What You Probably Didn’t Know About Trump’s Anti-Abortion Agenda

Though Donald Trump has vacated the White House, the former president left damage to the international women’s health community in his wake.
When Trump became president, one of the first actions he took was to reinstate the Mexico City Policy, also known as the global gag rule. The policy prohibits U.S. global health funds aid from foreign nongovernmental organization that provide abortion services. However, the rule goes a step further, preventing organizations from even talking about abortion care services, such as referrals,
The policy has actually flip-flopped back and forth since 1984, with Republican presidents readily reinstating it and Democrats rescinding the policy. President Joe Biden similarly rescinded the policy within weeks of taking office in 2021. While the move restores funds to critical healthcare services around the world, communities are negatively impacted by the rule whenever it is restored, even for a seemingly brief period of time.
The Real Impact
Cutting off aid creates funding gaps that further fragment women’s health care around the world, according to the International Women’s Health Coalition, an NGO based in New York City that recently published a report on the impact of Trump’s gag rule. It also worsens existing barriers to care, including making abortion care, contraceptive services, and HIV/AIDS testing and treatment less accessible, the report found.
Not only does limiting funding limit access, it also makes social stigmas and cultures of non-acceptance of abortion care and family planning health services worse in some parts of the world. For example, women facing unwanted pregnancies in Kenya--where abortion is legal only in emergency and health-related circumstances--lost the ability to have counseling services.
“Some of our partners in other organizations that have been offering the actual services of abortion are closing down their shops,” a technical Advisor, HIV and sexual and reproductive health organization, Kenya, said in the report. “Those who used to receive the US funding.... FHOK [Family Health Options Kenya] and Marie Stopes have been affected. Those are the two key [organizations] that we worked with and as partners in sexual and reproductive health.”

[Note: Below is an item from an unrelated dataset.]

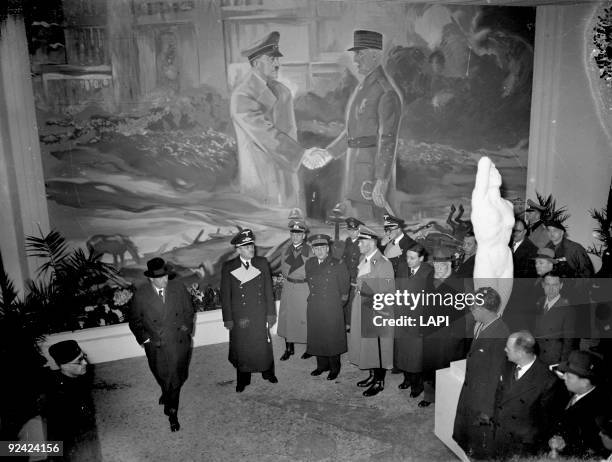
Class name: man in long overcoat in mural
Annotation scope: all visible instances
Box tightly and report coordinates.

Other organizations, rather than shut down, were forced to sign on to the policy and completely refocus their work and even alter public-facing health information just to comply. That meant access to both the service of abortion and basic information about it were dimished. At risk of losing critical funding, some health organizations also tend to over implement the policy, in essence self-gagging their work beyond what’s necessary to comply--and out of step with what’s legal
“For example, in South Africa, even in situations where organizations and the government are allowed to provide or refer for abortion services, they are becoming silent or removing language from training materials,” the report noted.
The global gag rule also impacts access to contraceptive care and even post-abortion care, though that’s likely because of miscommuncation of the policy’s overall impact.
Trump’s Anti-Women Rampage
The policy has been a hot subject of debate for years, but what is likely not as well known is just how the Trump administration expanded it and harmed more health care efforts than previous administrations by applying it to more global funds.
“While previous versions of the policy only applied to reproductive health and family planning funding, representing about $600 million a year, the Trump version of the Global Gag Rule was applied to all U.S. global health funding, implicating more than $9 billion,” IWHC reported.
To be sure, the U.S. is far and away the biggest global health donor, providing roughly half of all official development assistance for health provided by Organization for Economic Cooperation and Development (OECD) donor countries. And Congress has earmarked funds for different health objectives, such as $608 million for reproductive health and family planning within the overall $9.1 billion global health programs budget.
Even though other donors have upped their funding for reproductive health and family planning, it’s not enough to make up for the losses inflicted by the gag rule.
Beyond blocking funding, the Trump administration went further in its anti-abortion agenda, even going so far as to “to reverse international human rights standards that recognize sexual and reproductive rights as human rights and removed mentions of reproductive rights from the US State Department’s annual Country Reports on Human Rights Practices in 2018,” IWHC noted.
In 2020, as the Trump era was waning, CIA Director Mike Pompeo took aim at international women’s rights by using a US State Department panel, the Commission on Unalienable Rights, to “undermine global human rights laws and norms” to be replaced with a hierarchy of ranking religious rights. Pompeo initiated a non-binding statement, the Geneva Consensus Declaration, that committed to opposing abortion globally along with 33 other countries, including Brazil, Hungary, Egypt, Uganda and Indonesia.
The global gag rule strongarms health care organizations into making a tough choice: comply or don’t. When women’s lives are on the line, it’s not a fair fight, which is why call to get rid of the policy for good are becoming louder. President Biden’s move to rescind the rule is only a temporary solution until another Republican president comes along and puts it back in place. The Global Health, Empowerment and Rights (Global HER) Act, which was reintroduced in early 2021, would end policy and interference into women’s global health--if leadership makes a point to pass it.